In de dagelijkse praktijk ervaren onderzoekers verschillende obstakels in klinisch onderzoek. Zo blijkt dat niet alle klinische verrichtingen vergoed worden door de zorgverzekering (zie DORP-project Financiering van reguliere zorg en onderzoek), waardoor deze handelingen op een andere manier gefinancierd moeten worden. Ook zijn er grote verschillen in regelgeving en interne procedures tussen instellingen. Vaak komt dit pas aan het licht als de studie al is gestart, met grote gevolgen voor de voortgang. Vanuit een studie met toegekende subsidie werden ervaringen gedeeld met DORP. 

De studie betreft een investigator initiated onderzoek gesubsidieerd door de subsidieregeling van ZonMw veelbelovende zorg/ Zorg Instituut Nederland (ZIN).

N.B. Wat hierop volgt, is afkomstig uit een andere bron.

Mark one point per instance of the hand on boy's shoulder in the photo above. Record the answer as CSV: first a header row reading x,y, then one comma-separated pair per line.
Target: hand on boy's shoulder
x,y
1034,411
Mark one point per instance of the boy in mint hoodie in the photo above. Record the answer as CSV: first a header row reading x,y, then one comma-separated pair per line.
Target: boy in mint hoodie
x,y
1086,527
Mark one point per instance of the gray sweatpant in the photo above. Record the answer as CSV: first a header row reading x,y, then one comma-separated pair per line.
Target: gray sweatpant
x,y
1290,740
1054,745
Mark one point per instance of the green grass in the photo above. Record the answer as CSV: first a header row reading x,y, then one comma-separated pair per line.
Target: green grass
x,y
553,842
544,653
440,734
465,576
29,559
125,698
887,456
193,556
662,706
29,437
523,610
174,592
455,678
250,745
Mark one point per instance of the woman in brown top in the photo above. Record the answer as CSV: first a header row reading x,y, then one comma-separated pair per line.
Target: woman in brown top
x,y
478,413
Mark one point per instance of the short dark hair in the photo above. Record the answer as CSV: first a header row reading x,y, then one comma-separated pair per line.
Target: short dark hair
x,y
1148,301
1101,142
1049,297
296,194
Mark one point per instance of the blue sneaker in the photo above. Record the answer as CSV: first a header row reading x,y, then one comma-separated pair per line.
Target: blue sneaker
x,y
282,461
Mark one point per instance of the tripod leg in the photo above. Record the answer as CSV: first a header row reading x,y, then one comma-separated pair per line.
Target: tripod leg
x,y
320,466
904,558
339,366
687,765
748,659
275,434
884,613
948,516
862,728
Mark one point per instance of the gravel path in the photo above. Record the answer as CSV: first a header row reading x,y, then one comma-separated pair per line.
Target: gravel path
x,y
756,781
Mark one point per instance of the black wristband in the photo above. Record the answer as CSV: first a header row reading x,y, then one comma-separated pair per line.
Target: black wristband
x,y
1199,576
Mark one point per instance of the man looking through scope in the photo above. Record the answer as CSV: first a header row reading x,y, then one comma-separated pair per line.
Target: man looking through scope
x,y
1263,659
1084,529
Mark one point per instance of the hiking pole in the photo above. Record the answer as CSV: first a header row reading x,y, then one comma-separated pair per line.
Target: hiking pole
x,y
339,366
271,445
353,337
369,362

Het is een multicenter studie met meer dan 40 centra in Nederland, zowel academische als perifere ziekenhuizen. 

Inmiddels is de subsidie voor deze studie twee jaar geleden goedgekeurd maar is de opstart zeer moeizaam verlopen vanwege meerdere obstakels. De hoofdonderzoeker vertelde DORP over deze obstakels waarna DORP in gesprek ging met een aantal leden van het studieteam van de studie. Het gezamenlijke doel van dit artikel is een overzicht van aandachtspunten die niet alleen voor deze, maar ook voor andere studies van belang kunnen zijn voor onderzoekers.  

 

Wat zijn de obstakels? 

 

Subsidie en kostenberekening: Na toekenning van de ZonMw subsidie bleek dat ZonMw/ZIN de werkelijke kosten verantwoord wil zien, die de accountant moet controleren. De accountant kon deze werkelijke kosten echter niet controleren omdat er een accountantsprotocol vanuit ZonMw/ZIN miste. ZonMw/ZIN gaven aan dat het project kon starten; voor de instelling was dit echter een groot financieel risico. Voor een oplossing hebben zowel het studieteam als de instelling overleg gevoerd met ZonMw/ZIN, het ministerie van VWS en de accountant. Deze gesprekken zijn moeizaam en traag verlopen ondanks herhaalde verzoeken van het studieteam om hier prioriteit aan te geven, en is pas in maart 2023, twee jaar na toekenning van de subsidie, een nieuwe subsidieregeling gepubliceerd.  

 

Regelgeving per deelnemend centrum: Ook werd duidelijk dat instellingen naast de huidig geldende wet– en regelgeving eigen interpretaties hebben en deze dan doorvoeren in eigen regelgeving per centrum. Een voorbeeld hiervan is dat de centraal datamanager binnen deze studie, volgens het goedgekeurde protocol, toegang zou mogen krijgen tot de data van deze studie. Echter, dit bleek in vele centra niet makkelijk vanwege privacy redenen.  

 

Interne procedures in deelnemende centra: Er waren grote verschillen tussen deelnemende centra in de snelheid van procedures die nodig zijn om de studie te laten starten. Deze periode liep in sommige gevallen op tot vele maanden. Oorzaken waren bijvoorbeeld dat, buiten medeweten van de lokale hoofdonderzoeker, documenten niet naar de eigen juridische afdelingen werden gestuurd of dat de studie geen prioriteit bleek te hebben bij het lokale trialbureau.  

 

Hoe kunnen de obstakels worden opgelost? 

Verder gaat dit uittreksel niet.